Yemen’den Brezilya’ya, Türkiye’den Mısır’a, Afganistan’dan Afrika’ya ne zaman nerede patlayacağı meçhul kitle kalkışmaları sıradan şeyler değil. Muhtemelen, ehli tarafından yüzyılın diyalektiği diye ilan edilen “Kendinden Zuhur Diyalektiği’nin tıkır tıkır işleyişine şahit olacağız. Hatırlatalım ve ekleyelim: Mısır kendi istikbalini tayin edecek “Mutlak Fikir Nizamı”na doğru ilerliyor. Bu ilerleyiş zincirin halkaları gibi bütün Ortadoğu’yu saracak ve dünün “Arap Baharı” diye başlayan doğum süreci aslına rücû edip devasa bir İslâm İnkılâbı zuhuruna kapı aralayacaktır. Büyük Doğu Mimarının işaret edişiyle; “İstikbalin büyük hareketleri, artık, parça ve ucuz ihtilâl sınırını aşş ve hem içeriye, hem dışarıya doğru, kıt'a ihtilâl ve inkılâbı çapına ulaşştır.” NFK, İhtilal s.339)

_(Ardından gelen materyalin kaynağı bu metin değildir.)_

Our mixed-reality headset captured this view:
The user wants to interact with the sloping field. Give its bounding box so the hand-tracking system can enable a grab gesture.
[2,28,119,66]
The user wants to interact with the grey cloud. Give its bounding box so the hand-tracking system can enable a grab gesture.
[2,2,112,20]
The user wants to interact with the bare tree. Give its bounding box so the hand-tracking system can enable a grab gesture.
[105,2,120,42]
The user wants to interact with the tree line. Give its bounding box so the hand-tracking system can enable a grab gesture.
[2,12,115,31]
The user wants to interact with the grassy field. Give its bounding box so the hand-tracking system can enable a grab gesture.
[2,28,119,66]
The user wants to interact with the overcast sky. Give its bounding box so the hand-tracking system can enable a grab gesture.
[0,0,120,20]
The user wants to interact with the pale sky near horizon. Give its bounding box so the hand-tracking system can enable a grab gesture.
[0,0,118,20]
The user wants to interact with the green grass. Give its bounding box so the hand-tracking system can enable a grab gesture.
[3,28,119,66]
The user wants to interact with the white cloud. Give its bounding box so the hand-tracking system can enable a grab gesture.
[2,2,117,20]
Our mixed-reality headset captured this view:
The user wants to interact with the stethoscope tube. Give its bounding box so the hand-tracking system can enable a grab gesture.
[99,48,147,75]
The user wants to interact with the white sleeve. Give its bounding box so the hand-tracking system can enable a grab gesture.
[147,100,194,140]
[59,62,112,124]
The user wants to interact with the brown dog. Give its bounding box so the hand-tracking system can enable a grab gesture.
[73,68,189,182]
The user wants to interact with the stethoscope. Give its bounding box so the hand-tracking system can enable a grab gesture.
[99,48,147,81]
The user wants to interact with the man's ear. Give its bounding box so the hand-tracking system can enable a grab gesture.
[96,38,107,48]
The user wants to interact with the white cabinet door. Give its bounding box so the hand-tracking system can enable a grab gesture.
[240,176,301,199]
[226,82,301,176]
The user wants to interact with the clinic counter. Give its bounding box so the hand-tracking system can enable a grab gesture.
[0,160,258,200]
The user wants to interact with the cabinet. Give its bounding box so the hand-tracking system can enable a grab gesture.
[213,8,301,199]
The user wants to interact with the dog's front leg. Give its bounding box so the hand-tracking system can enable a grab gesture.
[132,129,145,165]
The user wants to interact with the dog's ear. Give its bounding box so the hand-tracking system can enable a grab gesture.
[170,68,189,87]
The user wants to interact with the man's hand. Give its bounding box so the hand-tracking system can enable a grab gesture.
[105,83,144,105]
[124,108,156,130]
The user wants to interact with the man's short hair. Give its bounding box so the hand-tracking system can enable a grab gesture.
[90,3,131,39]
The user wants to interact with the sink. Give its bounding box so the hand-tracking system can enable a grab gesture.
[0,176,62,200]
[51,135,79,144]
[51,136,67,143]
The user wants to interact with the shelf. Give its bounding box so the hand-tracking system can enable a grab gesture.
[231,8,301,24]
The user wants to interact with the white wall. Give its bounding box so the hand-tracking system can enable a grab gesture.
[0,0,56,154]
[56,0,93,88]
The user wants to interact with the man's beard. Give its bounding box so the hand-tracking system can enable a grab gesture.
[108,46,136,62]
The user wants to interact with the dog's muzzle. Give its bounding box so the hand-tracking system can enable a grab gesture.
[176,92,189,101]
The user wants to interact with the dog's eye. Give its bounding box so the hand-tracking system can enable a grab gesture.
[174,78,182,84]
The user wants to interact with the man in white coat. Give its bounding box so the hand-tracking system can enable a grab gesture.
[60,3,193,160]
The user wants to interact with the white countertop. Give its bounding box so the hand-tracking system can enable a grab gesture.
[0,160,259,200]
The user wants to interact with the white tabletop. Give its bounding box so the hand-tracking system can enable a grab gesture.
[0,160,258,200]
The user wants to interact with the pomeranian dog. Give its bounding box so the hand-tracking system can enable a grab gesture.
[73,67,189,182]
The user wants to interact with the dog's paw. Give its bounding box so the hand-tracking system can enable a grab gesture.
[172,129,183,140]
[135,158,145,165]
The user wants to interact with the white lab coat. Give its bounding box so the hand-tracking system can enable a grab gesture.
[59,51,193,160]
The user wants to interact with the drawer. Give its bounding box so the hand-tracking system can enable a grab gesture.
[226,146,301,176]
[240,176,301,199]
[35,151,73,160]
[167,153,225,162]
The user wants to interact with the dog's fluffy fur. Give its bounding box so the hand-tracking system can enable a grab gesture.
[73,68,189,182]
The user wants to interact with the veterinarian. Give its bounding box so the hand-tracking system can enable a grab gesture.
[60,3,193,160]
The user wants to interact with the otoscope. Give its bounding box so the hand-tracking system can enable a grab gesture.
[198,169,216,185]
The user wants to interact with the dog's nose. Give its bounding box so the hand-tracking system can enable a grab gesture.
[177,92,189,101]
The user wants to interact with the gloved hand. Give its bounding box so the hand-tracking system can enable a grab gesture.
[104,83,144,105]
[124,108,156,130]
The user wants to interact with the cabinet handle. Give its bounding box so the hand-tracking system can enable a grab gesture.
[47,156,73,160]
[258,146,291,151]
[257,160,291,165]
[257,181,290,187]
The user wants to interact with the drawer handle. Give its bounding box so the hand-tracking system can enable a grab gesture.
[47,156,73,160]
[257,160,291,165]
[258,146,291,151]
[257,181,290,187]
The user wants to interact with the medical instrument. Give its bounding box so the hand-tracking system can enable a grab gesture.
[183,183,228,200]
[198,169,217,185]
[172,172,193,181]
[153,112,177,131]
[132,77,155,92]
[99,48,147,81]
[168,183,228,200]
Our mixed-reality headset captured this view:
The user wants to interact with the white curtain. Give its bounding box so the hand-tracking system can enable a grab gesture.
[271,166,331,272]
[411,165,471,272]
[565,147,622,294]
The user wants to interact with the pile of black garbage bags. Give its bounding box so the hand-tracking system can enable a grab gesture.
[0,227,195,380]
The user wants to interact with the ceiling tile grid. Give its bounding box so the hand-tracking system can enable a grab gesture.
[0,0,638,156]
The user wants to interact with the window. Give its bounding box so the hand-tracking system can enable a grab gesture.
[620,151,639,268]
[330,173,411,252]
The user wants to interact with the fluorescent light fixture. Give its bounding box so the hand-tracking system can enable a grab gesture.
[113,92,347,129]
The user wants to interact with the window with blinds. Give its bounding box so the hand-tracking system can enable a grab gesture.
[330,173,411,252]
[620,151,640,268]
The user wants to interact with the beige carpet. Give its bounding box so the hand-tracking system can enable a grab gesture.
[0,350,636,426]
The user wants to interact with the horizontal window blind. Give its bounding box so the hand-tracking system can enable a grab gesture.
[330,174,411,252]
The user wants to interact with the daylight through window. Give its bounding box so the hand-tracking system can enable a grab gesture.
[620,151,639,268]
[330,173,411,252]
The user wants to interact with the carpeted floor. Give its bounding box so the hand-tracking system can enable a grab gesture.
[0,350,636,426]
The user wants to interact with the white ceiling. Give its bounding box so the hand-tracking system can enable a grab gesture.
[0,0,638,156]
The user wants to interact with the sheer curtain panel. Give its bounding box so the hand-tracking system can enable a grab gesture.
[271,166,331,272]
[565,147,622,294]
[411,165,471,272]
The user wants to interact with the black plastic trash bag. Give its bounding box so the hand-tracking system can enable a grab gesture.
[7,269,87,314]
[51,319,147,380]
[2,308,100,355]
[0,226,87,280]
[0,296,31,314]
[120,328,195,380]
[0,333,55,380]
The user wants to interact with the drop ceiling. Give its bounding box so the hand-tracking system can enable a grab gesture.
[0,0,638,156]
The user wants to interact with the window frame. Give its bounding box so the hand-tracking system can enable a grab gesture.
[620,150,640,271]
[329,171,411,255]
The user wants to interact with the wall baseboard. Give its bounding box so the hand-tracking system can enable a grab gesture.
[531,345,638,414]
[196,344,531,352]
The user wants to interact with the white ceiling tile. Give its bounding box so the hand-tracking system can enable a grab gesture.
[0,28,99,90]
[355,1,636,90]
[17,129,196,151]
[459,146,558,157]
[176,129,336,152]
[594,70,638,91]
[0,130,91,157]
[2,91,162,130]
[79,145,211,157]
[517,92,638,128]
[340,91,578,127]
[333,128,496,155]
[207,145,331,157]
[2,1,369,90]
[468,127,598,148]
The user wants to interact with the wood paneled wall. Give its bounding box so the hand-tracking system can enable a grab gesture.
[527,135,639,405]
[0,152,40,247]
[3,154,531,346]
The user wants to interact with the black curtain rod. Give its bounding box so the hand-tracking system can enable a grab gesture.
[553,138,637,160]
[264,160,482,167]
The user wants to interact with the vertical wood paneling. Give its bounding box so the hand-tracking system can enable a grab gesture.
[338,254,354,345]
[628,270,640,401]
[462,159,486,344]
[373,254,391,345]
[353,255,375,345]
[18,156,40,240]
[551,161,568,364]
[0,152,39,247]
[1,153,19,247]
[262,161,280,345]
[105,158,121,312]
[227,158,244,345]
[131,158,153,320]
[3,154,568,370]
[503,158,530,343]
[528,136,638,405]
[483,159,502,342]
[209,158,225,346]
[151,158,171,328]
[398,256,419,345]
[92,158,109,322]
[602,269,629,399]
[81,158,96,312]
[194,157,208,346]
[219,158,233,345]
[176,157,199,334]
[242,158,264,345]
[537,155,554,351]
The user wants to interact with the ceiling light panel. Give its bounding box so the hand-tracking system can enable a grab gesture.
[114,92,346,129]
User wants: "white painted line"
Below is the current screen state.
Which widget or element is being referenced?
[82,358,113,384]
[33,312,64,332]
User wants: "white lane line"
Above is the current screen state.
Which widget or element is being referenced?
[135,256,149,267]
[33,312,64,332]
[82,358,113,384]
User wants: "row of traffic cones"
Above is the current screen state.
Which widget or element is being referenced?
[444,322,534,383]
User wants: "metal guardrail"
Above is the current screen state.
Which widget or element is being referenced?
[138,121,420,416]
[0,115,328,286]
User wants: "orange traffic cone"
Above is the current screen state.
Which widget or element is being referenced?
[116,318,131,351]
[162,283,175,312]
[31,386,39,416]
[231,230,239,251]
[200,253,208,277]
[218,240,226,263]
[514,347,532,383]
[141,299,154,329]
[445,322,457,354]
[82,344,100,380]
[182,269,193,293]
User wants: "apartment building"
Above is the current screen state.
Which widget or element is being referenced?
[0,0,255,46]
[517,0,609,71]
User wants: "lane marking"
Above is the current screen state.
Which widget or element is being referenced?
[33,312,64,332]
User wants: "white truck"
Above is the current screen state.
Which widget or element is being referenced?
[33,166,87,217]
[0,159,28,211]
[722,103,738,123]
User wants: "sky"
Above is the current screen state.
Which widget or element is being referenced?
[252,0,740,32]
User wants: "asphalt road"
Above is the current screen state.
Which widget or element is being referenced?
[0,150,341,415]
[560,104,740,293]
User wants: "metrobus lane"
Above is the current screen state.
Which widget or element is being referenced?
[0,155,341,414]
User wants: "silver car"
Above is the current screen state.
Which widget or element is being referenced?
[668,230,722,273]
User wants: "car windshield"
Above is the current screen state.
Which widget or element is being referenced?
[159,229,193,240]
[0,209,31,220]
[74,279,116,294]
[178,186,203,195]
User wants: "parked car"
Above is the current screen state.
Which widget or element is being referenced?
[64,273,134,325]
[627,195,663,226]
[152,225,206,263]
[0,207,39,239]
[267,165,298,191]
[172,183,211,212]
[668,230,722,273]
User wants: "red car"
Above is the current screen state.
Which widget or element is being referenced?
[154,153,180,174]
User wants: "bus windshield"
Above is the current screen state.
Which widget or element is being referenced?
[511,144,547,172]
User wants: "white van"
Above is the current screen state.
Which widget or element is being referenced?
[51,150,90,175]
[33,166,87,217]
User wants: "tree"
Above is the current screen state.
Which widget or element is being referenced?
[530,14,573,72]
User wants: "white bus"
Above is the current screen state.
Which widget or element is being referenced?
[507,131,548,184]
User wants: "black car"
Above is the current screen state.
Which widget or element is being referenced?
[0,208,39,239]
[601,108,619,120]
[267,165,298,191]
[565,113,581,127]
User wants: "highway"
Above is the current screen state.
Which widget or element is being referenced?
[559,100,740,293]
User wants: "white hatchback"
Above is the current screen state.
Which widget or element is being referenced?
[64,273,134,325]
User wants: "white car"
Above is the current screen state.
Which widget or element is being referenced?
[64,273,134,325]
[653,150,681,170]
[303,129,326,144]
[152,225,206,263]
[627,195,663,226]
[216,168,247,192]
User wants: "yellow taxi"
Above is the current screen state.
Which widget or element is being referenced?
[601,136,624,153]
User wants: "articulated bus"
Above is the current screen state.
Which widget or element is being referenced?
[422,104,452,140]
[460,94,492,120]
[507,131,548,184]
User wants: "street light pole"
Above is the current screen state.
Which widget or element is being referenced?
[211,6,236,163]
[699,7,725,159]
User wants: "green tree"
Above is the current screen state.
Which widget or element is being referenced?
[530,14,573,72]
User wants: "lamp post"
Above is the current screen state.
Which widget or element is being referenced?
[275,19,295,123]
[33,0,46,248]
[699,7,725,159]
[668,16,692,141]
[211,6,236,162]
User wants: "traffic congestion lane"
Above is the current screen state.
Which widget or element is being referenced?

Bütün bunlar karşısında “Mü’min Tavrı” ne olmalı? Malum sebeplerden hangi neticeler çıkarılmalı? Ve dünya genelinde gerçekleştirilecek büyük İslâm inkılâbı için hangi hakikatler devşirilmeli, hangi pratikler gösterilmeli veya istifade edilmeli? Mevzuumuzu Mütefekkir Salih Mirzabeyoğlu’nun Milli Gazete deki röportajından bir pasajla genişletelim. Kendisi de iki yıla yakındır cezaevinde tutulan Gazeteci Şükrü Sak soruyor; “Bu “Arab Baharı” denilen hadiseleri, herkes bir ucundan bir tarafa çekiyor?” O cevap veriyor;“Bir şeyler oluyor. Olup biteni -olup bittikten sonra- siyasî istismar -kendi lehine- ayrı mesele, hadisenin çok farklı bir arka plânı var; sanırsın dünya sancılanıyor… Doğum sancısı mı, ölüm sancısı mı; düğüm bu. Yanlış hatırlamıyorsam Amerikan Dışişleri Bakanıydı; “Gerçekçi olalım, ne olup bittiğini biz de anlamıyoruz, neticenin nereye varacağını bilmiyoruz” gibi laflar ediyordu. Hadise ortada ama, “niyetler başka başka” olmasından hareketle, Zamanın Maksatlılığı’ndan -bizim için- onunla irtibatlı, ona rabt olmuş bir şuurla sezmeye çalışmak lâzım; Zamanın maksatlılığına rabt olmuş bir şuurla değerlendirmek… Bu da ideolocya demek, sistem demek… Bunun gerektirdiği bir oluş çabası ve duruş yoksa, 'dünya yıkılsa sana ne' gibi bir yere varır. Orda öyle olur, burda böyle olur… Sen “nesin?” nerdesin ve kimsin, “hastanın” karşısında doktor -doktor keyfiyeti ile- çözüm reçete sunan bir yerde mi, hastayı seyreden meraklı kalabalığın içinde mi, durduğun yer neresi…” (Milli Gazete, 24.06.13)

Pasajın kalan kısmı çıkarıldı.